I hate when people suggest that one can lie using statistics, but sometimes they really can be misleading.
Take for example the recent stellar-sounding rallies in a wide range of beaten-down securities. We noted yesterday that the roughly 13% and 16% year-to-date jumps in Meta Platforms (META) and Amazon (AMZN) seem remarkable at face value but seem much less so when we remember that those stocks gave back about two-thirds and one-half of their respective values last year. The returns are terrific if you were a very nimble trader poised for a January effect, much less so if you are a disgruntled long-term investor in one of those names.
But I wonder whether I was a bit too strident in my recent calls that we have been seeing what I have termed a “flight to crap.” I said it on TV last Friday (on two different networks, no less) and on the radio on Tuesday morning. It’s a catchy phrase, one I’ve used at various times on the trading desk over the years when things seemed frothy. I became publicly attached to the verbiage when I used it in an interview with the Financial Times in 2020 and then was referenced (though not by name) in a Paul Krugman column in the New York Times. While the term was quite descriptive for the rush into speculative assets that was occurring at the time, the speculative rally persisted for over a year afterwards.
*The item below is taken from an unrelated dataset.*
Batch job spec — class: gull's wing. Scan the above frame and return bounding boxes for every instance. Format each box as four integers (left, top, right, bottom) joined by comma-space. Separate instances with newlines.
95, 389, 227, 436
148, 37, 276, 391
That was a different time, however. Risk assets of all types were being inflated by precipitous rate cuts, massive fiscal stimulus, and an unprecedented expansion of the Federal Reserve’s balance sheet. The stimuli lasted longer than many anticipated – and also in hindsight, much longer than they should have – so the initial flurry of speculation that prompted such commentary proved to be only the beginning of a tidal wave of excesses.
It is impossible to say now that circumstances haven’t changed dramatically. The immediate concern regarding central bank policy is whether rate hikes will be slowing or stopping in the near future and there is little question about the path and pace of the Fed’s balance sheet reduction. That is hardly a fertile climate for speculative assets.
Nonetheless, we have seen speculation return to the forefront. As we started the day, bitcoin (BTC) was up about 13% year-to-date. That’s a stellar return, but just like AMZN, BTC is about half the price it was a year ago. Carvana (CVNA), a company whose debt is trading at highly distressed levels, is up over 50% so far in 2023. That made a wonderful trade, but CVNA is trading about 95% lower than where it was a year ago. I could go on and on with a long list of similar examples (like meme stocks), but I hope you get my point. Somehow the bounces in a wide range of assets that became oversold as the result of year-end tax-loss selling morphed into a bit of a speculative frenzy.
The conflict between short- and long-term percentage changes is why I am not a fan of arbitrary declarations of bull and bear markets based strictly on percentage changes. The Euro Stoxx 50 Index, a blue-chip European index that can hardly be considered a speculative bastion, has been on quite a tear recently. It bottomed around 3,250 in late October and rallied steadily since. Within a month, in late November, the index had risen 20% from its lows to about 3,900. To some, that qualifies as a bull market. Now that we are approaching the 4,200 level, that bull move is even more impressive. But we remain over 5% below last year’s highs. Can we call that a bull market yet? Probably. And we can almost certainly consider the UK in a bull market with the FTSE 100 at all-time highs. We can debate the causes and the sustainability of those rallies amidst their own central bank tightening, but we can much more safely assert that we are seeing meaningful secular moves in key European benchmarks than we can assert for beaten-down US companies.